Na skutek nowej strategii Lemken produkcja opryskiwaczy zostanie wstrzymana z końcem roku 2020. Lemken chce intensywnie rozwijać produkty do mechanicznej walki z chwastami. Bazą do rozwoju jest doświadczenie i rozwiązania przejętej niedawno holenderskiej firmy Steketee.
W powstałej niedawno fabryce opryskiwaczy w Haren rozwijane będą maszyny do siewu w tym precyzyjne siewniki punktowe. Macierzysta fabryka w Alpen będzie skupiać się wyłącznie na produkcji maszyn uprawowych.

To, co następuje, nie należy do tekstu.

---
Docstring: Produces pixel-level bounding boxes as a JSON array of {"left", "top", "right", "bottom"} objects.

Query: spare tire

Lemken wszystkie siły chce skoncentrować teraz na zrównoważonych technikach walki z chwastami. To odpowiedz na zmieniające się oczekiwania rynku. Stosowanie oprysku punktowego lub pasowego w połączeniu z mechaniczną walką z chwastami pozwala znacznie ograniczyć zużycie herbicydów.
Przejęta przez Lemken firma Steketee ma wieloletnie doświadczenie w produkcji pielników i urządzeń do mechanicznej walki z chwastami. Wieloletnie doświadczenie pozwala firmie stosować bardzo precyzyjne, cyfrowe układy prowadzenia maszyn w rzędach, a nawet usuwanie chwastów pomiędzy uprawianymi roślinami w rzędzie.